Am I wrong for not wanting to give them the dollar amount or tell them what each guest gave at our wedding? They call me at work and insist I tell them because they "must" know if their family and friends "disrespected" them. I feel that whatever people gave us is whatever they could afford, and my husband and I are very happy with the gifts we received. -- NEWLYWED IN DARIEN, CONN.

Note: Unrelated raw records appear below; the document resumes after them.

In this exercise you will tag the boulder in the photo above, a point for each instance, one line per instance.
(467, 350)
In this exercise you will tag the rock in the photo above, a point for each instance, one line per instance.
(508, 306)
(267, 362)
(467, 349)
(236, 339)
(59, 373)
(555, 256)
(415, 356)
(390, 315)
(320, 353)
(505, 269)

DEAR NEWLYWED: Your parents are wrong to attempt to blackmail you into sharing the list with them. That information is none of their business. I hope you stand firm, call your dentist and work out a payment plan.
DEAR ABBY: I'm a 73-year-old man in reasonably good health who would like to own a dog. However, I have two concerns: A dog might outlive me, or I might outlive the dog -- which would be traumatic for me. I'd appreciate your opinion. -- THINKING OF ADOPTING IN LAS VEGAS
DEAR THINKING: It is well known that pets lower levels of stress and depression. Adopting a dog could give you a new "leash" on life because responsible pet owners must establish a regular routine and exercise their animals.
However, before you take the plunge, consult your doctor about whether you're healthy enough to have one, and ask a veterinarian about the care it will require and whether you should adopt an adult dog rather than a puppy. Then talk to your lawyer about ensuring that, in the event of your death, your faithful companion will be cared for until it joins you in the Great Puppy Park in the sky.
DEAR ABBY: I am writing this as a mother of four and an operating room nurse for 30 years. Once again, I had to pull a crying mother from her child so I could take the child into the operating room.
I understand that a child having surgery is upsetting and stressful. My own children have had to have surgical procedures done, so I know the feeling. But if I can help parents understand one thing, it would be that the child looks to the parent for support. If the mother is crying and clinging at the bedside, the message the child receives is: If Mom is that upset, something bad must be about to happen to me.
No one is implying that you do not love your child or you are not worried about him or her, but it does no one any good if you have to be peeled off your child. Please send your little one off with kisses and encouraging words, and the child will be a little less frightened. -- WISCONSIN R.N.
DEAR WISCONSIN R.N.: I'm printing your letter verbatim. As traumatic as sending a child into surgery can be for both parent and child, the words a child needs to hear are, "You'll be going to sleep, and when you wake up, Mommy will be right here. I love you. Now give me a kiss." For the child's sake, venting for stress relief should be saved for the waiting room.